Fluorescence anisotropy decay parameters of YC3.60 on excitation at 400 nm or 492 nm and emission detection at 557 nm

Sample β1 φ1 (ns) β2 φ2 (ns)
YC3.60 − Ca2+ (λex 400 nm) 0.19 (0.17–0.22) 1.29 (1.10–1.41) 0.08 (0.06 – 0.10) 31 (fixed)
YC3.60 + Ca2+ (λex 400 nm) 0.13 (0.12–0.23) 0.056 (0.047–0.069) −0.060 (−0.063 to −0.057) 50 (fixed)
YC3.60 − Ca2+ (λex 492 nm) 0.368 (0.366–0.371) 31.2 (29.8–32.7)
YC3.60 − Ca2+ (λex 492 nm) 0.052 (0.043–0.063) 5.1 (3.4–6.8) 0.322 (0.310–0.332) 50 (fixed)
YC3.60 + Ca2+ (λex 492 nm) 0.360 (0.359–0.361) 50.4 (47.8–53.3)

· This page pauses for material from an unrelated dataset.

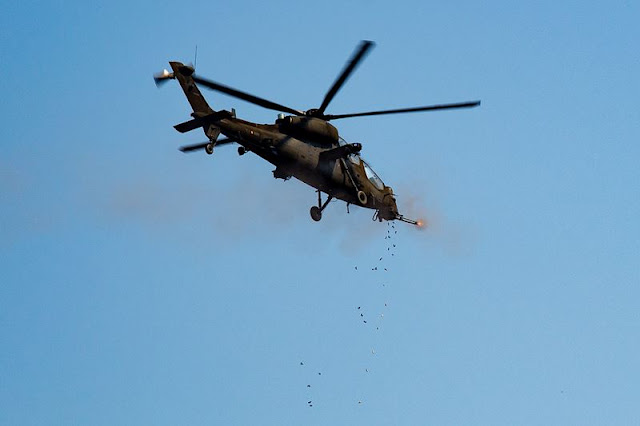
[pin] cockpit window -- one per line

Values in parentheses are the 67% confidence limits obtained from a rigorous error analysis. The recovered parameters in the first two entries (λex 400 nm) were obtained by associative analysis of fluorescence anisotropy decays (taken at two time ranges), in which the short fluorescence lifetimes (Table 1, case 3) were grouped with the short correlation times (φ1) and the long (fixed) fluorescence lifetimes with the long (fixed) correlation times (φ2). The recovered parameters in the fourth entry (λex 492 nm) were obtained after a bi-exponential decay analysis with the long correlation time (φ2) fixed to 50 ns. In this case the fitted curve had the same quality criteria as for the mono-exponential model (see Fig. 4).